Harada Tomoyuki, Moore Beverley A, Yang Runkuan, Cruz Ruy J, Delude Russell L, Fink Mitchell P
Department of Critical Care Medicine, Pittsburgh, PA 15261, USA.
Surgery. 2005 Sep;138(3):530-7. doi: 10.1016/j.surg.2005.04.006.
Ethyl pyruvate (EP) improves survival, decreases proinflammatory cytokine expression, and ameliorates organ dysfunction in mice who have lethal sepsis or were subjected to hemorrhagic shock. Herein, we tested the hypothesis that treatment with EP can prevent the development of ileus after bowel manipulation, a phenomenon that is mediated by an inflammatory response in the bowel wall.
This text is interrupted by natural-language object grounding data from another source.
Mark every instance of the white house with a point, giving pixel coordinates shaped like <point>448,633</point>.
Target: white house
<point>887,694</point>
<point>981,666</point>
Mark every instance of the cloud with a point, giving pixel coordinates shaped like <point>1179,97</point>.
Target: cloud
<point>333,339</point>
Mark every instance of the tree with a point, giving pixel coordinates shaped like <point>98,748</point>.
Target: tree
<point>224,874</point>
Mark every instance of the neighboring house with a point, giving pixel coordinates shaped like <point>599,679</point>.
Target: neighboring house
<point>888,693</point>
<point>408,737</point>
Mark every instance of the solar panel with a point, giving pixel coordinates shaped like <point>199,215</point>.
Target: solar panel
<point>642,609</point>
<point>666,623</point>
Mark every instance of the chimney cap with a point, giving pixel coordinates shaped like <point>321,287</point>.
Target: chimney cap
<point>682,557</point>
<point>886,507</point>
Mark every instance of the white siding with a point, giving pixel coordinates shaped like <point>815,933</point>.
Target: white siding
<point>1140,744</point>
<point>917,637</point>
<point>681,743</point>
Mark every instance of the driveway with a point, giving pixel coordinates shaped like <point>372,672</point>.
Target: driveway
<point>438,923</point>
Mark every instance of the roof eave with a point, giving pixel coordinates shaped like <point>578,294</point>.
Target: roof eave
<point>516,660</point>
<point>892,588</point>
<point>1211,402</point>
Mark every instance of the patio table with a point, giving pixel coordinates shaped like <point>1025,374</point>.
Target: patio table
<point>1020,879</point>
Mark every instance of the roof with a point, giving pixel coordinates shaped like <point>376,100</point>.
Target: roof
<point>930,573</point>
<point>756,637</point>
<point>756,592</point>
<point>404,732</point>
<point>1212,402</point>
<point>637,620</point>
C57Bl/6 mice underwent operative manipulation of the small intestine or were subjected to a sham procedure. Some of the mice subjected to gut manipulation were pre- and post-treated with 4 doses of EP (40 or 80 mg/kg per dose), whereas others received similar volumes of the vehicle for EP. Gastrointestinal transit of a nonabsorbable marker was assessed by gavaging the mice with the tracer 24 hours after operation and assessing its concentration 90 minutes later in bowel contents from the stomach, 10 equally long segments of small intestine, the cecum, and 2 equally long segments of colon. The contractile responses of ileal circular smooth muscle to graded concentrations of bethanechol were assessed by using standard organ bath methodology. Expression of interleukin-6 and inducible nitric oxide synthase transcripts in ileal muscularis propria was assessed by using the semiquantitative reverse transcriptase-polymerase chain reaction.
In sham-operated controls, the mean (+/- SE) geometric center for the transit marker was 10.0 +/- 0.5, whereas for vehicle-treated mice subject to bowel manipulation, the value for this parameter was 3.5 +/- 0.1 (P < .05). When mice subjected to bowel manipulation were treated with several 40 mg/kg doses of EP, the geometric center was 7.3 +/- 1.0 (P < .05 vs sham-operated group). Gut manipulation impaired intestinal smooth muscle contractility in vitro and increased steady-state levels of interleukin-6 and inducible nitric oxide synthase messenger RNA. Treatment with EP ameliorated these effects of gut manipulation.
EP warrants further evaluation as a therapeutic agent to ameliorate postoperative ileus.
丙酮酸乙酯(EP)可提高致死性脓毒症小鼠或失血性休克小鼠的生存率,降低促炎细胞因子表达,并改善器官功能障碍。在此,我们检验了以下假设:EP治疗可预防肠道操作后肠梗阻的发生,这一现象由肠壁炎症反应介导。
C57Bl/6小鼠接受小肠手术操作或假手术。部分接受肠道操作的小鼠在术前和术后用4剂EP(每剂40或80 mg/kg)治疗,而其他小鼠接受等量的EP溶媒。术后24小时给小鼠灌胃示踪剂,90分钟后评估胃、10段等长小肠、盲肠和2段等长结肠内容物中示踪剂浓度,以此评估不可吸收标记物的胃肠转运。采用标准器官浴方法评估回肠环形平滑肌对不同浓度氨甲酰甲胆碱的收缩反应。采用半定量逆转录-聚合酶链反应评估回肠肌层中白细胞介素-6和诱导型一氧化氮合酶转录本的表达。
在假手术对照组中,转运标记物的平均(±标准误)几何中心为10.0±0.5,而接受肠道操作并用溶媒处理的小鼠该参数值为3.5±0.1(P<0.05)。接受肠道操作的小鼠用数剂40 mg/kg的EP治疗后,几何中心为7.3±1.0(与假手术组相比,P<0.05)。肠道操作损害了体外肠平滑肌收缩力,并增加了白细胞介素-6和诱导型一氧化氮合酶信使核糖核酸的稳态水平。EP治疗改善了肠道操作的这些影响。
EP作为改善术后肠梗阻的治疗药物值得进一步评估。